The 500 DTL was one of the first cameras with onboard TTL (spot or area) metering shown in the viewfinder as an exposure guide. It was an all manual camera, with on-the-fly exposure set by adjusting the aperture dial on the lens. The kit I bought included a 50mm f/2 Auto Mamiya-Sekor screw mount lens.
And then came digital
In late 1992 I saw an ad for the new "FotoMan" digicam by Logitech advertised in a computer supply catalog. The ad caught my attention seriously ...
"FotoMan! Capture, review, edit, and print pictures using your computer!"
What? A camera I could use with my computer?? It was just a black & white camera, but the mere concept was absolutely breathtaking. Just imagine, I was thinking ... I could do take & process pictures on my own computer... and even print them out on my own printer!!
I couldn't resist - and the new camera arrived by FedEx a couple of days later.
I struggled with the new technology... But eventually, I got the hang of it. And soon I really was processing & printing my very own digital pictures right at home! The picture quality wasn't very good, but it served me for the time being. (And it was certainly fun.)
The first color digicam came out about a year later, but the pictures were still pretty poor compared to pictures from "real" cameras. So I stuck with what I had for a couple of more years.
1996 - The breakthrough year
The Kodak DC-50 color digital camera was introduced in 1996.
After an on site demonstration by the local Kodak field representative, I bought one immediately. Now this was a real improvement in digital camera technology! The DC-50 became a valuable tool at work, completely replacing my Polaroid camera for production documentation .
My ties to film were broken.
From that point on, I've been strictly digital ... and never looked back.
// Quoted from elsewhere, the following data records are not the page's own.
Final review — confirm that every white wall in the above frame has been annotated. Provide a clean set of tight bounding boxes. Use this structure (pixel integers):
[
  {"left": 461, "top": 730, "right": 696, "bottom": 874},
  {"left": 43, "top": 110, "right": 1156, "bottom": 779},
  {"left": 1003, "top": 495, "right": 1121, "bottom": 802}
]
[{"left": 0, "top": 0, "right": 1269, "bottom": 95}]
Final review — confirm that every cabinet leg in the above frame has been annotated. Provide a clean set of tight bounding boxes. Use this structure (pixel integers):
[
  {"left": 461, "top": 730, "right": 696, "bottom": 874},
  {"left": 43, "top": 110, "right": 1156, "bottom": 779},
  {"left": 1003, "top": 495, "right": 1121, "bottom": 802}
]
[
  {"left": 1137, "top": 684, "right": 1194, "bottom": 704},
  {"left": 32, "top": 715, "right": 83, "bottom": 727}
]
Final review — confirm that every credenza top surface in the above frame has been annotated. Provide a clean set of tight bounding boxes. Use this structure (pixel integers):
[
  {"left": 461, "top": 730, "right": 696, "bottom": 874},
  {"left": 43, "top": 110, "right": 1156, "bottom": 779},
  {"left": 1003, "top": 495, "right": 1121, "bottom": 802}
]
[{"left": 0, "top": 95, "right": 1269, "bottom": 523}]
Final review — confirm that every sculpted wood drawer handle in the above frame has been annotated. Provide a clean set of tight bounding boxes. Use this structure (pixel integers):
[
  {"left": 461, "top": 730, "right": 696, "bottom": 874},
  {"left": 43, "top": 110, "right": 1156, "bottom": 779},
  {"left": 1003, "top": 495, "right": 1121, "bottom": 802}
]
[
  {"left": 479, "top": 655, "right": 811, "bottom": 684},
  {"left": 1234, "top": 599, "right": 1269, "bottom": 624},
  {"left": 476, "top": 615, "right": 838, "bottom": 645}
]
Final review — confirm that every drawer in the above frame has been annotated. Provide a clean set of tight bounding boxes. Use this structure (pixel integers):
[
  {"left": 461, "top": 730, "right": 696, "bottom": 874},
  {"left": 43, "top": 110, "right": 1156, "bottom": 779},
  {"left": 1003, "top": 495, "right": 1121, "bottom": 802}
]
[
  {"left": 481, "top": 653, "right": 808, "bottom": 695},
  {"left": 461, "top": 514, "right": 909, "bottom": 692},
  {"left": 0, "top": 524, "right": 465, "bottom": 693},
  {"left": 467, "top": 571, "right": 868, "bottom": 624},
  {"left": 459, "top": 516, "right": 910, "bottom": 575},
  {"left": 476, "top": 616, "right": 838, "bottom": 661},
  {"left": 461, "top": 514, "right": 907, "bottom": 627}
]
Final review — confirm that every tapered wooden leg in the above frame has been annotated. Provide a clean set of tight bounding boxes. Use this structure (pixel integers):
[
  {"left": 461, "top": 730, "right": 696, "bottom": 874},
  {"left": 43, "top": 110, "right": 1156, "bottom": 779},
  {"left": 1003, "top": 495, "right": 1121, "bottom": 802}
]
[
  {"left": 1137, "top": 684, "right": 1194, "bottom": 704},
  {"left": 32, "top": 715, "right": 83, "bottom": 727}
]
Since the DC-50, I've worked my way through quite a few digital cameras. Some kept me happy for a while, others were in & out of my camera bag in just a few days. (Listed in alphabetical order)
- Agfa ePhoto 780
- Agfa ePhoto 1280
- Agfa ePhoto 1680
- Canon EOS 1D
- Canon EOS D30
- Canon EOS D60
- Canon S3 IS
- Canon S70
- Canon SX110 IS
- Canon HF-G10 Camcorder
- Canon XA-20 Camcorder
- Contax N Digital
- Fuji S1 Pro
- Fuji S2 Pro
- Kodak DC-200
- Kodak DC-210
- Kodak DCS 315
- Kodak DCS 520
- Kodak DCS 620
- Kodak DCS 620x
- Kodak DCS 660
- Kodak DCS 760
- Kodak DCS Pro 14n
- Kodak ProBack 645M
- Nikon Coolpix 700
- Nikon Coolpix 800
- Nikon Coolpix 900
- Nikon Coolpix 950
- Nikon Coolpix 990
- Nikon CoolPix 995
- Nikon Coolpix 2500
- Nikon Coolpix 4500
- Nikon Coolpix 5700
- Nikon D1
- Nikon D1H
- Nikon D1X
- Nikon D100
- Nikon D2H
- Nikon D2X
- Nikon D200
- Nikon D3
- Nikon D3s
- Nikon D300
- Nikon D70
- Nikon D700
- Nikon D7000
- Nikon D800E
- Nikon 1 V1
- Nikon 1 V2
- Olympus D-340L
- Olympus D-500L
- Olympus D-600L
- Olympus E1
- Sony RX100 II
- Sony RX100 III
What am I using now?
A Sony RX100 III, a Nikon D800E, a Nikon D700 and a Canon XA-20 Camcorder.
The Sony RX100 III is my everyday walk-around camera. Truly pocketable, with picture quality that rivals the best Nikon DSLRs ... absolutely amazing!.
The Nikon D800E is my preferred DSLR.
I use my Nikon D700 as a backup when a second professional class DSLR is needed.
A Canon XA-20 Professional Class Camcorder is my primary video camera, and I also use the Sony RX100 III as a pocket-size alternate video camera.